Com as temperaturas mais baixas nessa época do ano, cresce a preocupação com os efeitos do frio sobre o organismo. De acordo com o Instituto Nacional de Cardiologia (INC), o inverno pode elevar em até 20% o risco de Acidente Vascular Cerebral (AVC). O neurocirurgião Victor Hugo Espindola explica que, para conservar o calor interno, o corpo provoca naturalmente a contração dos vasos sanguíneos. Essa reação fisiológica faz a pressão arterial subir e força o coração a trabalhar mais, funcionando como um verdadeiro gatilho para complicações em quem já tem predisposição cardiovascular. Pessoas com hipertensão, diabetes, colesterol alto, idosos e fumantes devem redobrar a vigilância nesse período.
Outro fator crucial e pouco lembrado nos dias frios é a redução na ingestão de água. Como a sensação de sede diminui no inverno, as pessoas se hidratam menos, o que favorece a desidratação. “Isso pode deixar o sangue mais viscoso, aumentando o risco de formação de coágulos e dificultando o trabalho do sistema cardiovascular”, adverte o neurocirurgião. Por isso, manter o hábito de beber líquidos ao longo do dia, mesmo sem sentir sede, é uma medida simples, mas vital para proteger a circulação e evitar episódios de emergência.
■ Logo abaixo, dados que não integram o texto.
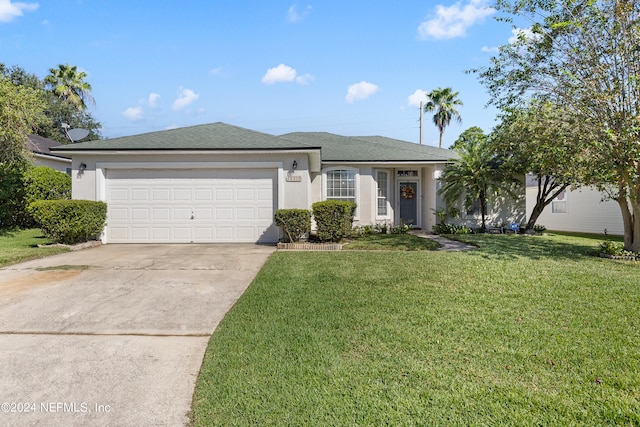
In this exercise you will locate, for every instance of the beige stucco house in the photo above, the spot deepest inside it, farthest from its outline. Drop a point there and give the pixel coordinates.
(222, 183)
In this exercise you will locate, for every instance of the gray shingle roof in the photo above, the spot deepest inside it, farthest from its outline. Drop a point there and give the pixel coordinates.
(336, 148)
(221, 136)
(215, 136)
(41, 145)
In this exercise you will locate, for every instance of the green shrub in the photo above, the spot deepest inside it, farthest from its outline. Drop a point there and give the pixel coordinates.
(69, 221)
(45, 183)
(451, 229)
(400, 229)
(334, 219)
(368, 230)
(294, 222)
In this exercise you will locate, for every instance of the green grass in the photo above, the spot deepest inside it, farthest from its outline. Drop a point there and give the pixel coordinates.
(396, 242)
(524, 331)
(22, 245)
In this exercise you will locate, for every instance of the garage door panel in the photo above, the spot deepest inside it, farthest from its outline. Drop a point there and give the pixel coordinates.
(160, 214)
(224, 234)
(182, 214)
(204, 194)
(246, 213)
(184, 194)
(203, 214)
(264, 214)
(139, 233)
(191, 205)
(161, 194)
(223, 214)
(140, 214)
(140, 194)
(118, 194)
(180, 233)
(224, 195)
(119, 214)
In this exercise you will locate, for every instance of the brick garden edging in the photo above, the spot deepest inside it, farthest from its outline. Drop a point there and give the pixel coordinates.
(310, 246)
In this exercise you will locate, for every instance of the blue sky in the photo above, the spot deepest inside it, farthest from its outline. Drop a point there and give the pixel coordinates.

Sinais de alerta e prevenção constante
Reconhecer os sintomas do AVC imediatamente é fundamental para salvar vidas e minimizar sequelas. Fique atento a sinais como fraqueza ou dormência em um lado do corpo, dificuldade para falar, confusão mental, tontura e dor de cabeça intensa. Caso surja algum desses indícios, deve-se buscar socorro médico de imediato. Por fim, o especialista lembra que a prevenção deve acontecer o ano todo através de hábitos saudáveis, como praticar exercícios, controlar a pressão, evitar o cigarro e manter consultas médicas em dia.